D’abord, le montage du programme électoral s’étaie pour l’essentiel sur le volet économique à travers tout un éventail d’indicateurs macro-économiques à titre illustratif : Le taux de croissance économique, le taux de chômage ou la qualité des services sociaux, en particulier dans les secteurs de la santé et de l’enseignement, ainsi que d’autres donnes économiques comme l’investissement, le domaine rural à travers les promesses de son désenclavement, la lutte contre la précarité et le rétablissement de la justice sociale. 

Cependant autant en emporte le vent, au fil du mandat électoral, on note un hiatus abyssal entre ce qui a été promis et ce qui a été réalisé. Nous constatons aussi hélas, que les programmes socio-économiques demeurent loin de la réalité dans la mesure où ces programmes restent pas excellence des programmes électoraux ayant pour but primordial d’avoir assistance et appui politique auprès du citoyen Marocain et d’avoir légitimité à travers les urnes afin de gérer la chose publique. 
Aussi, la quête acharnée pour la légitimité politique auprès du citoyen Marocain conjuguée à la concurrence rude et féroce entre les partis politiques impulsent les futurs élus à concocter des programmes électoraux à chacune des franges sociales : Un programme pour assister et épauler les femmes veuves, un calendrier pour la couverture médicale pour les étudiants, un agenda pour la parité homme-femme ou un planning pour les handicapés. Tout ceci concourt à donner un caractère parcellisé à ces programmes électoraux et leur ôter leur cohérence et leur synergie. 
Nous augurons, par ailleurs, que les partis politiques accorderont pour les législatives du 7 Octobre une attention singulière à la classe moyenne du fait : 
-Qu’elle est un précieux facteur de relance économique ;
– Qu’elle occupe une place et une assise au sein de l’architecture sociale marocaine et se situe au centre des préoccupations des hommes politiques Marocains
Aussi, la question du rôle de l’Etat à l’ombre de la polémique entre le PJD et le PAM qui ont des idéologies différentes où le parti PAM promet dans son programme électoral de revoir le statut de la famille. 

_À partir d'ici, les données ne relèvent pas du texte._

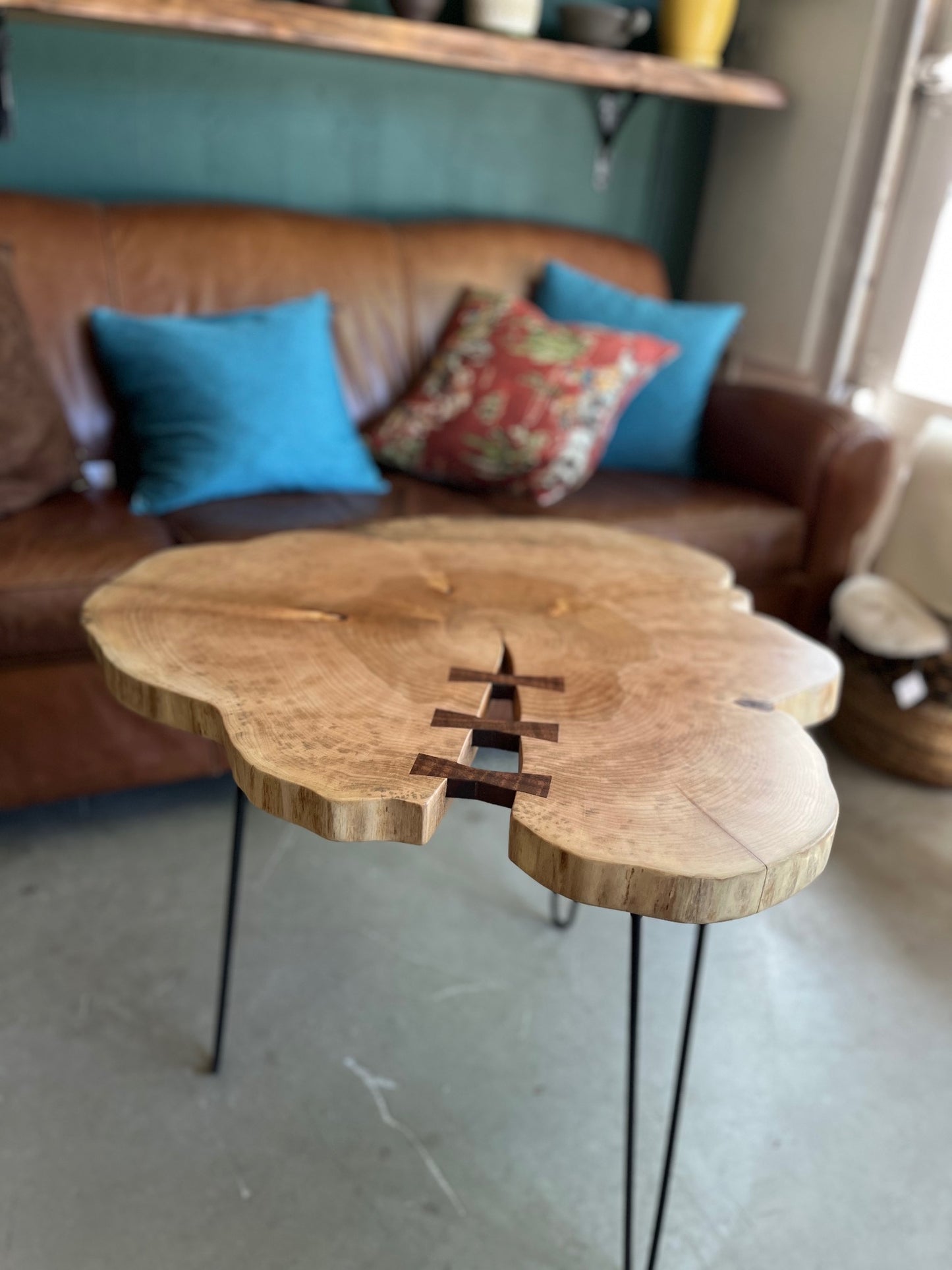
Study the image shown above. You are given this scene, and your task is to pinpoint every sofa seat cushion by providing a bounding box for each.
[165,470,806,585]
[0,492,171,658]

Au total, même si les partis politiques demeurent mécènes dans leur programme électoral, ce dernier dépend foncièrement des indicateurs macro-économiques où interfère l’international, le régional, le national et le local. 

Aussi, les programmes électoraux restent tributaire des prix des matières premières, des fluctuations du prix du pétrole dans les marchés mondiaux, des échanges commerciaux ou de la pluviométrie, ou des recettes touristiques ou des mouvements des RME. In fine, les promesses électorales des partis politiques demeurent justement de simples promesses et liés à la période de la compagne électorale dans la mesure où la nature du suffrage au Maroc ne permet pas d’avoir une majorité absolue : Le parti ayant eu la majorité relative se trouve obligée de composer avec les autres partis alliés et de concéder avec eux une grande partie de leur programme.